For those of you who are just beginning to familiarize yourselves with our services, the SkyBiometry APIs are basically software interfaces based on broadly accepted industry standards which we as a cloud service provider make available to users for the purpose of integrating facial recognition and facial detection technologies in any web or mobile development project. Our decision to provide a cloud API based biometrics as a service, is intended to make the most common biometrics functions and processes easier to integrate and less compute resource intensive easier for developers to adopt for their consumer or enterprise projects.

Being aware of the primary concerns our users have when adopting cloud technologies, we understand very well that delivering biometrics via a cloud API creates concerns regarding risks related to confidentiality, integrity, availability and accountability of the service provider. Now, even though the security of the API is the sole responsibility of the provider, i.e. us in this case, we figured it might be useful to share or approach to analyzing the security of our cloud API yourself.
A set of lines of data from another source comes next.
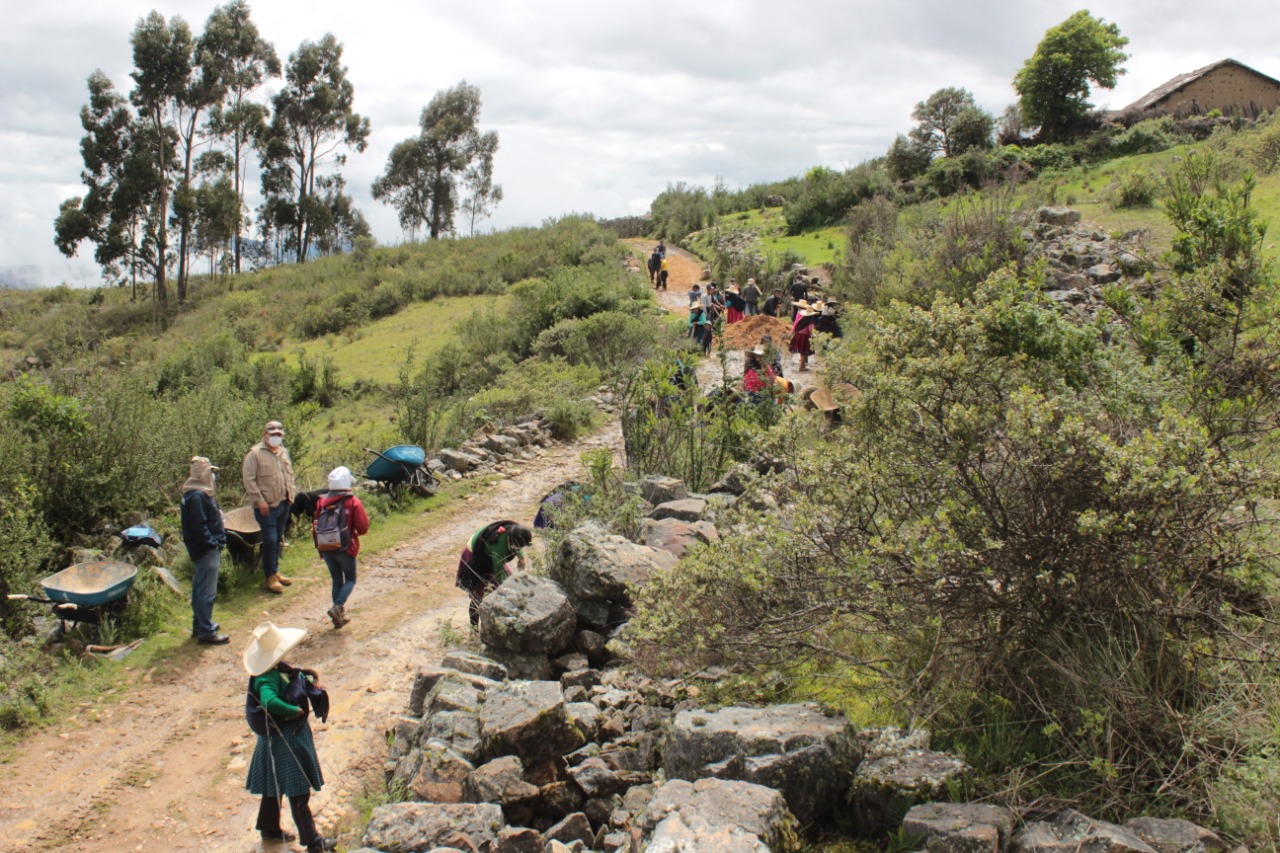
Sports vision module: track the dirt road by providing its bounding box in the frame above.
[0,236,701,853]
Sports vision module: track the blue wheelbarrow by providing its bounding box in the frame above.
[365,444,435,497]
[9,560,138,633]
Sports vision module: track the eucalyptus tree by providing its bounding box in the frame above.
[54,70,174,298]
[129,12,195,305]
[372,81,502,240]
[259,33,369,263]
[196,0,280,273]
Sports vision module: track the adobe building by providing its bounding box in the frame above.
[1114,59,1280,124]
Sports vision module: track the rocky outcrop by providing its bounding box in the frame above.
[480,574,577,656]
[641,779,799,853]
[662,704,860,824]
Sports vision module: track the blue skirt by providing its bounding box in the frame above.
[244,722,324,797]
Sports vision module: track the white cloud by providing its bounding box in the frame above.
[0,0,1280,283]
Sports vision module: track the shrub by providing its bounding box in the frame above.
[1106,172,1161,210]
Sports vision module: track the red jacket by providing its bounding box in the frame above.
[316,492,369,557]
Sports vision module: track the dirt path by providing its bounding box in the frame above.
[0,241,719,853]
[0,421,621,853]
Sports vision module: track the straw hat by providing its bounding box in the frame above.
[244,622,307,675]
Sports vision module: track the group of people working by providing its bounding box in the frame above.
[180,420,532,853]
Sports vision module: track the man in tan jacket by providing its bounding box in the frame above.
[241,420,297,593]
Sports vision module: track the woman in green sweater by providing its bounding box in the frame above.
[244,622,337,853]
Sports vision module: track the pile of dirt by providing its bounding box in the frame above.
[723,314,791,350]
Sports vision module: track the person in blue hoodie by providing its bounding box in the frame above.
[182,456,230,646]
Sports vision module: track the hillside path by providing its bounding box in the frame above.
[0,419,622,853]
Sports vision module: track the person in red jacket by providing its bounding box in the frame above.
[316,465,369,628]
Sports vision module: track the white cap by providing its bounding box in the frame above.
[329,465,351,492]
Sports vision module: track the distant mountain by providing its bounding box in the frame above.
[0,261,102,291]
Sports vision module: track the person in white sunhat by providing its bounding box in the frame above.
[315,465,369,628]
[243,622,338,853]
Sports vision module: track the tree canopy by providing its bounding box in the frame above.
[372,81,502,240]
[1014,9,1129,142]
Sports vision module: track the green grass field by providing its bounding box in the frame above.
[285,296,509,386]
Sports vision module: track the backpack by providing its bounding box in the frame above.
[311,496,351,552]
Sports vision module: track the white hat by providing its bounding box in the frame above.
[329,465,351,492]
[244,622,307,675]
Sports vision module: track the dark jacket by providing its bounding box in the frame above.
[182,489,227,560]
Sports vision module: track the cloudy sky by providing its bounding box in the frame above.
[0,0,1280,284]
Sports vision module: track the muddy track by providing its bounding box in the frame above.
[0,241,701,853]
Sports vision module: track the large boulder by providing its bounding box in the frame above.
[393,740,475,803]
[637,519,719,557]
[640,779,799,853]
[637,475,689,503]
[902,803,1016,853]
[465,756,538,806]
[480,574,577,657]
[662,704,860,824]
[362,803,506,853]
[1009,811,1156,853]
[649,498,707,521]
[850,749,969,835]
[552,524,677,605]
[480,681,586,766]
[1124,817,1226,853]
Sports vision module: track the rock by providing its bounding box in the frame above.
[649,498,707,521]
[849,749,969,835]
[639,517,719,557]
[485,648,556,681]
[543,812,595,847]
[552,524,676,605]
[561,666,604,688]
[640,779,799,853]
[902,803,1016,853]
[480,435,520,456]
[1124,817,1226,853]
[1009,811,1156,853]
[480,574,577,656]
[552,652,591,674]
[440,649,507,681]
[564,702,603,742]
[436,447,480,474]
[639,476,689,503]
[393,740,475,803]
[1036,207,1080,225]
[362,803,504,853]
[408,656,497,716]
[538,781,586,820]
[417,711,483,765]
[463,756,538,806]
[573,630,609,666]
[493,826,545,853]
[662,704,860,824]
[480,681,586,765]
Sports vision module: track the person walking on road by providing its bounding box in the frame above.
[243,622,338,853]
[241,420,297,594]
[182,456,230,646]
[316,465,369,628]
[454,521,534,628]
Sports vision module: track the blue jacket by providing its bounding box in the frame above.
[182,489,227,560]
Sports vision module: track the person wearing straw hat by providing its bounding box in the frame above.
[316,465,369,628]
[241,420,297,594]
[243,621,338,853]
[180,456,230,646]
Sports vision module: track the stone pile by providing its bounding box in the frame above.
[1021,207,1152,315]
[426,415,554,480]
[356,471,1225,853]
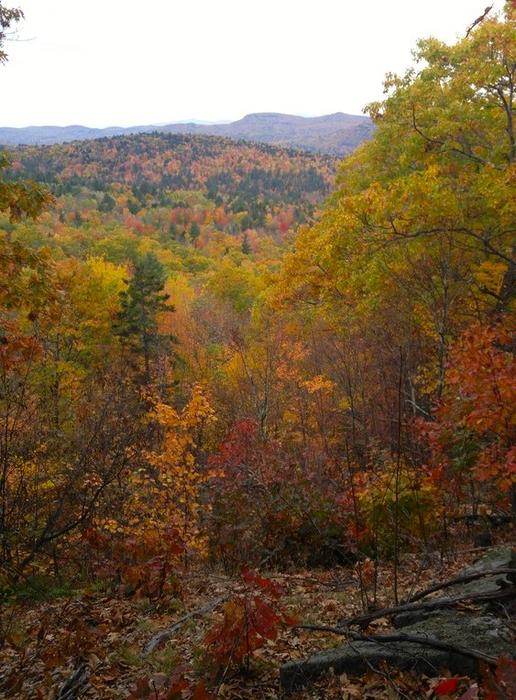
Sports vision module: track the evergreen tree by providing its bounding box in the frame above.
[116,252,174,384]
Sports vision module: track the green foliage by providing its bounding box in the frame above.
[116,252,173,384]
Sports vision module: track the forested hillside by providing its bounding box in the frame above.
[0,3,516,700]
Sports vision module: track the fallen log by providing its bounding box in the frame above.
[336,586,516,629]
[293,625,498,666]
[402,566,516,604]
[142,596,227,656]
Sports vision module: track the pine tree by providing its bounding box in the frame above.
[116,252,174,384]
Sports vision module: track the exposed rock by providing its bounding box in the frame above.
[280,547,514,691]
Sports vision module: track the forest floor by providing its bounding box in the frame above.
[0,548,512,700]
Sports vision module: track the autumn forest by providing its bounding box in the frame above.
[0,3,516,700]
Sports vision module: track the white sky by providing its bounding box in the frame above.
[0,0,503,126]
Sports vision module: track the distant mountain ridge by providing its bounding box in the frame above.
[0,112,374,156]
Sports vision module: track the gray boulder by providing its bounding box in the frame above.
[280,547,515,692]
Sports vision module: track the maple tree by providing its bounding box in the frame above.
[0,5,516,700]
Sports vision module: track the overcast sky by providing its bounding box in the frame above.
[0,0,503,126]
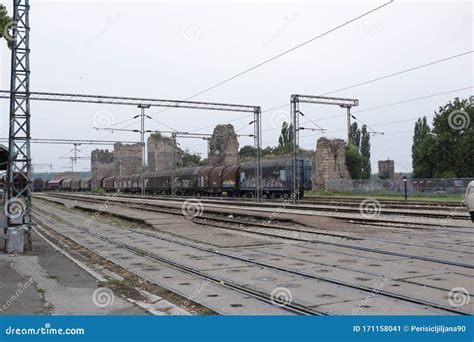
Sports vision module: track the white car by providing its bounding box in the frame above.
[464,181,474,222]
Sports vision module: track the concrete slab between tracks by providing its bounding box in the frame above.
[32,195,472,315]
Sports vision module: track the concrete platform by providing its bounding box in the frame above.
[0,229,149,315]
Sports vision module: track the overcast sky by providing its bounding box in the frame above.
[0,0,474,172]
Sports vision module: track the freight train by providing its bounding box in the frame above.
[36,158,311,198]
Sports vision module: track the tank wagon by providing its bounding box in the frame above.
[48,158,311,198]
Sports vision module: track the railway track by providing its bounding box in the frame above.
[99,193,462,211]
[39,195,474,269]
[39,193,469,229]
[34,210,318,315]
[31,200,467,315]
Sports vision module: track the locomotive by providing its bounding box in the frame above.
[44,158,311,198]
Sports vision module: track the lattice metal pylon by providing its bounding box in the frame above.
[5,0,31,248]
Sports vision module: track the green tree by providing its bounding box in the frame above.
[351,122,360,149]
[411,116,433,178]
[412,98,474,178]
[274,121,293,154]
[178,149,202,167]
[346,144,363,179]
[346,122,372,179]
[359,125,372,179]
[0,4,13,49]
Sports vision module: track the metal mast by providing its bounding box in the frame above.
[290,94,359,203]
[138,104,150,196]
[5,0,31,249]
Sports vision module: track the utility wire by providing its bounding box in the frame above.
[146,0,393,121]
[262,50,474,113]
[180,0,393,100]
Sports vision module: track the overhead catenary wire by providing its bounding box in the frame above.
[143,0,393,121]
[262,50,474,115]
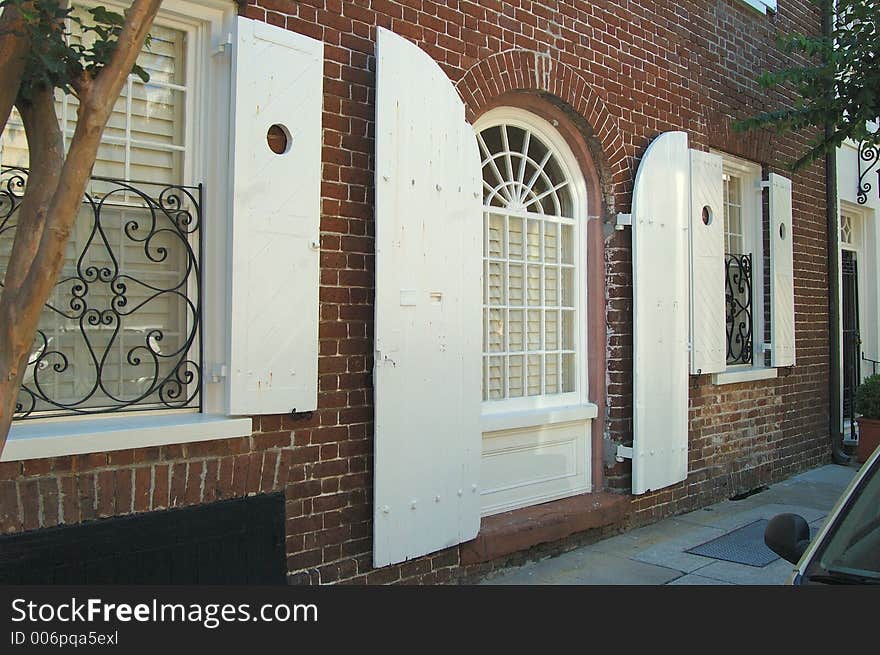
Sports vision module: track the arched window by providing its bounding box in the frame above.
[476,107,587,411]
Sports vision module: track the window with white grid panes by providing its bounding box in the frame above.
[478,123,580,401]
[0,6,194,410]
[723,173,746,255]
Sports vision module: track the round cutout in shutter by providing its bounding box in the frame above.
[266,123,292,155]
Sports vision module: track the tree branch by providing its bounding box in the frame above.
[0,4,28,134]
[3,88,64,294]
[22,0,161,322]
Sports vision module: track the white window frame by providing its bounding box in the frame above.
[711,150,777,384]
[474,107,592,416]
[0,0,252,461]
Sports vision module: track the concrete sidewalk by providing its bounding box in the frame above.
[481,464,858,585]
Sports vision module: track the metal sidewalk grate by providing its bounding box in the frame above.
[685,519,779,567]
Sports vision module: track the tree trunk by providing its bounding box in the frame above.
[0,3,30,134]
[0,0,161,453]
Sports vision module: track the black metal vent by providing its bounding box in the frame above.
[0,493,287,585]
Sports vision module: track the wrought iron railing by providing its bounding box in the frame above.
[856,141,880,205]
[0,167,203,419]
[724,254,753,364]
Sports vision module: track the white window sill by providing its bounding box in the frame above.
[481,403,599,432]
[712,366,778,384]
[0,414,253,462]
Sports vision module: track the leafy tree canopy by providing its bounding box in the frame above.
[0,0,149,102]
[734,0,880,170]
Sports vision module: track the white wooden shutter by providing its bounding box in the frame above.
[373,28,482,567]
[770,173,795,366]
[690,150,727,374]
[632,132,690,494]
[229,17,324,415]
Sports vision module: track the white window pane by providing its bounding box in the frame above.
[526,309,541,350]
[508,309,526,352]
[508,264,525,307]
[544,309,559,350]
[544,221,559,263]
[544,266,559,307]
[488,214,505,258]
[561,268,575,307]
[480,120,578,399]
[489,309,504,352]
[559,225,574,264]
[526,220,543,262]
[489,262,506,305]
[562,310,574,350]
[488,357,504,400]
[507,355,525,398]
[507,216,524,260]
[544,354,559,393]
[526,355,543,396]
[562,354,576,393]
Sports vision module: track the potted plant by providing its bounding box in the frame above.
[855,373,880,462]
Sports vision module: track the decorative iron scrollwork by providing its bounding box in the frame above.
[724,254,752,364]
[856,141,880,205]
[0,168,203,419]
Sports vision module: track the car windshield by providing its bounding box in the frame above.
[806,458,880,582]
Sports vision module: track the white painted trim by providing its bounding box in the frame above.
[712,366,779,384]
[480,403,599,433]
[0,414,253,462]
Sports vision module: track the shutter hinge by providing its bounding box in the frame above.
[211,32,232,57]
[209,364,226,383]
[614,446,632,462]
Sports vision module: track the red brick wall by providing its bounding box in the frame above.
[0,0,829,583]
Some of the major areas, a user looking to integrate any API including ours, should watch out for before making the commitment are:

  1. Authentication & authorization – you need to start by asking these following questions: Does the API offer management of two-factor authentication attributes? Does the API offer encryption management of the usernames and passwords?
  2. Message protection – In order to make sure that the messages exchanged between you application and the cloud API are safe, consider whether the API addresses key concerns like message structure, integrity validation, communication encryption and encoding etc.
  3. Transport security – any API that interacts with or transmits sensitive data, needs to be protected withing a secure channel like SSL/TLS. This being the case though, you need to make sure that any limitations or prerequisites related to configuration issues with various platforms, end-to-end protection and certificate authorities are appropriate for you client or end users.
  4. Code and development practices – as an API that passes JSON messages and accepts input from users and applications, our service is adequately tested for all standard injection flaws and CSRF attacks, schema validation, I/O encoding, etc.

Once you have a good grasp of the key security requirements for your project and the issues that can be caused by an insecure API, you can move on to implement some security best practices. First start out by evaluation the provided documentation and check whether it includes existing application assessment results and reports that demonstrate security best practices. For custom subscription clients we would even help you determine the suitability of our API security by allowing sharing of results for penetration tests and vulnerability assessment  performed against our API. Finaly, you can always rely on our security policies for the creation, dissemination, storage and disposal of API keys  supported by an access and authentication mechanism that keeps your projects secure.